The end of the film, too, seems poorly conceived. The scene between Thaddeus Stevens (Tommy Lee Jones) and his quadroon housekeeper in bed, for example, was somewhat baffling, as it comes out of the blue (unless you already know the history). Their relationship was a real one. The housekeeper was Lydia Hamilton Smith and apparently she and Stevens were lovers, but the relationship could have been more subtly suggested if there were no time to develop it as part of the story. Instead of trying to surprise us with this sudden revelation (another rabbit), why not explain what their relationship actually was? Throughout Lincoln there is an overt, well-intentioned surface effort to be respectful of the African Americans portrayed without any attempt to clarify exactly what these people were doing at the time, which, apparently, was far more than the film suggests. Spielberg's treatment gives the impression that free blacks in Washington and elsewhere were patiently waiting around for white men to hand them freedom--which is not entirely true.
Likewise, I fail to understand the point of the late clip of Lincoln delivering part of his Second Inaugural Address, which comes after we are shown Lincoln dead. The way it's presented, it has the feel of an outtake pinned to the film's backside just because someone thought it would be a shame to waste it. The assassination itself could have been left out, too, for that matter. We know that part of the story.

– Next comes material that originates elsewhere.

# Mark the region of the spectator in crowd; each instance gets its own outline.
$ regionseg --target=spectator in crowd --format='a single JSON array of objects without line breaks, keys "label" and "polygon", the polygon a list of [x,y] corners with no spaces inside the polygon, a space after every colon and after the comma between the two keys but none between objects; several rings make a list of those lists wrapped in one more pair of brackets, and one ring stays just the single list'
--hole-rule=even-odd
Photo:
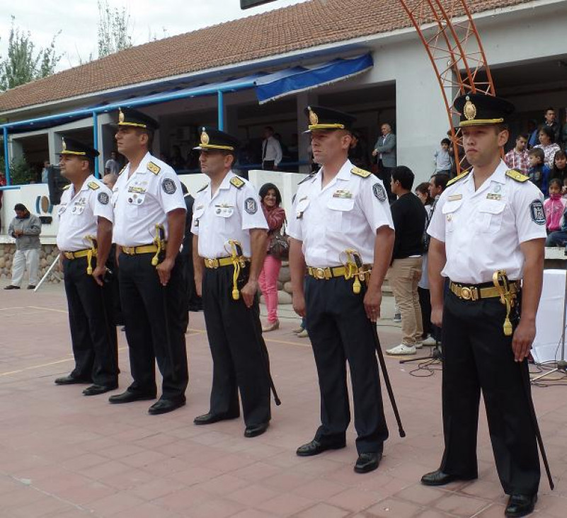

The film would have been far more effective if it had concentrated on the drama chosen for its focus--the politics--letting that drama speak for itself.
Not a bad film. As I say, it's sufficiently interesting that it doesn't seem overly long, despite its two-and-a-half hour running time, but it suffers from perhaps the most common flaw of much Hollywood filmmaking: It is heavy-handed where it doesn't need to be. It assumes that its audience lacks intelligence and is incapable of enjoying anything but the crudest forms of entertainment.